CPU-Only Deployment¶

Run GPUX on CPU without GPU acceleration.

Overview¶

The CPU execution provider provides universal compatibility without GPU requirements.

Execution Provider: CPUExecutionProvider

When to Use CPU¶

✅ Good For: - Development and testing - Systems without GPUs - Very small models - Batch processing (non-realtime)

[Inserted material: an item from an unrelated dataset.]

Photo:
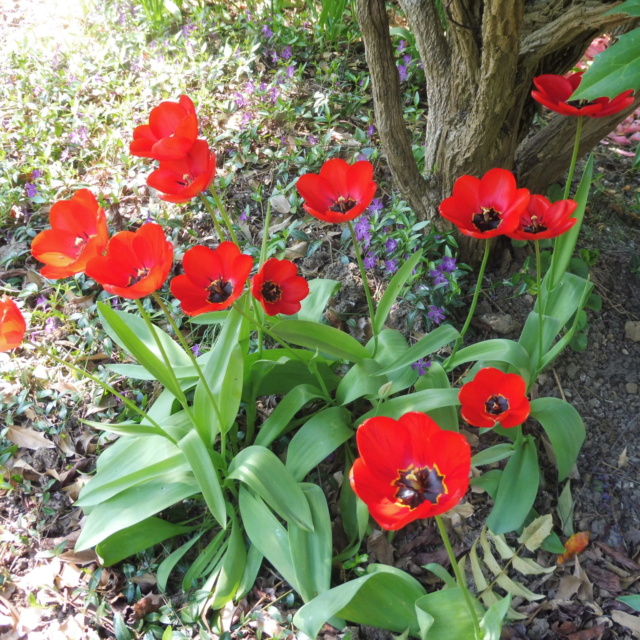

❌ Not Recommended For: - Real-time inference - Large models - High-throughput applications

Configuration¶

runtime:
  gpu:
    backend: cpu  # Force CPU
  batch_size: 4
  timeout: 60  # Longer timeout for CPU

Performance¶

CPU vs GPU Comparison¶

Model	CPU (16-core)	GPU (RTX 3080)	Speedup
BERT	50 FPS	800 FPS	16x
ResNet-50	80 FPS	1,800 FPS	22x

Optimization Tips¶

Use All Cores:

runtime:
  batch_size: 16  # Larger batch for CPU

Quantization:
INT8 models: 2-4x faster
Minimal accuracy loss
Model Size:
Keep models small (<100M parameters)
Use distilled models

Installation¶

# CPU-only installation
uv add onnxruntime
uv add gpux

Multi-Threading¶

from gpux import GPUXRuntime

runtime = GPUXRuntime(
    model_path="model.onnx",
    provider="cpu",
    inter_op_num_threads=16,  # Use all CPU cores
    intra_op_num_threads=1
)

Best Practices¶

Quantization

Use INT8 models for 2-4x speedup:

runtime = GPUXRuntime("model_int8.onnx", provider="cpu")

Batch Processing

Process multiple items at once:

runtime:
  batch_size: 32

Performance Expectations

CPU is 10-50x slower than GPU. Plan accordingly.